哀悼a Lost Culture
Jeremy Sabol

18 March 2022

When we are grieving, is it a good idea or a bad idea to engage with art that takes grief to be its subject? Does this help us to cope, or does it rip out whatever stitches we have managed to sew in while we try to bear an unbearable loss?

I recently read Emily St. John Mandel'sStation Eleven, and then watched the HBO mini-series adaptation. Josh and I were planning to talk about the TV version on this year’s “Dionysus Awards,” but there were so many amazing films to talk about that we just didn't have time to fit it in.

Both the novel and the series are about disease, death, and dread, and mourning on a global scale. Exactly what we all want more of right now! So why did I love them so much, even though they offer up situations that are painful to imagine?

Mandel'sStation Eleven是关于艺术,和悲伤,以及两者之间如何对抗。故事情节涉及一场几乎终结了我们当代文明的流行病;20年后,有些人活了下来。但再也没有TikTok,再也没有微波炉爆米花,再也没有青霉素。我们跟随一群人物,从一个城镇到另一个城镇,把莎士比亚带到受创伤的幸存者那里,以及一本神秘的图画小说的来生,许多人觉得它鼓舞人心,实际上几乎是神秘的。

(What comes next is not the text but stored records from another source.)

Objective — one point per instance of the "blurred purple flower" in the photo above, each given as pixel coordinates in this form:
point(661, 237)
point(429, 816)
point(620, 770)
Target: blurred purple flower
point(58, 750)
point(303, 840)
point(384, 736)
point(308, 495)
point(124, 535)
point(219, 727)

The novel wrestles with what I would call cultural grief: how do we, how can we, mourn a culture that is gone? By conjuring up a world in which our world has abruptly died, Mandel helps us see what is vital about our world, and what is trivial, what we should hold close and what we should stop valuing. The grief of the survivors provokes us to make decisions about what is truly valuable about the life we are still living, both individually and collectively.

这部迷你剧也做到了这一点,令人印象深刻。但这部迷你剧的伟大之处在于它的自我反思:它是一件艺术作品,推动我们反思艺术作品的力量,艺术作品可能会帮助我们在作为人类不可避免的损失中生存下来的力量。

There's a gorgeous scene in Episode 2 where the protagonist performs a monologue fromHamlet, Act 1, Scene 2. The brilliant performance by Mackenzie Davis as Kirsten, as well as the masterful flashbacks to an earlier traumatic moment in Kirsten’s life, offer an image of productiverepetition: maybe art can allow us to relive a horror, and the reliving of that horror gives us some reckoning, some loosening of the grip of trauma; a repetition that—although backward-looking, to a younger self, to a play written in 1604—allows us to have the courage to look forward.

Comments(1)


Tim Smith's picture

Tim Smith

Friday, March 18, 2022 -- 8:57 PM

I liked Salt In My Soul about

I liked Salt In My Soul about Stanford student Mallory Smith who passed in 2017 from cystic fibrosis complicated by an infection of the gram-negative bacteria Burkholderia cenocepacia. The movie runs just over 90 minutes and is based on the book by the same name.

这个故事提出了关于生与死、堕胎、医疗、特权和幸福的问题。不是每个文化或家庭都能像马洛里家那样提供,也没有人愿意尝试。这是一部感人的电影,讲述了人们的支持,以及一个人在“正常”寿命之前死去的故事。马洛里的书和这部2022年的电影发人深省,我推荐这部电影作为大脑的食物。医疗保健出了什么问题我们的社会出了什么问题这部电影给出了一些建议。

https://www.youtube.com/watch?v=tSnu6k5emhA

Thanks, Jeremy, for hosting again this year and recommending Emily St. John Mandel's Station Eleven. I will pick this up and watch this when it comes around my next HBOMax streaming subscription (I've gone to a rotation of subscriptions to limit my monthly cost.)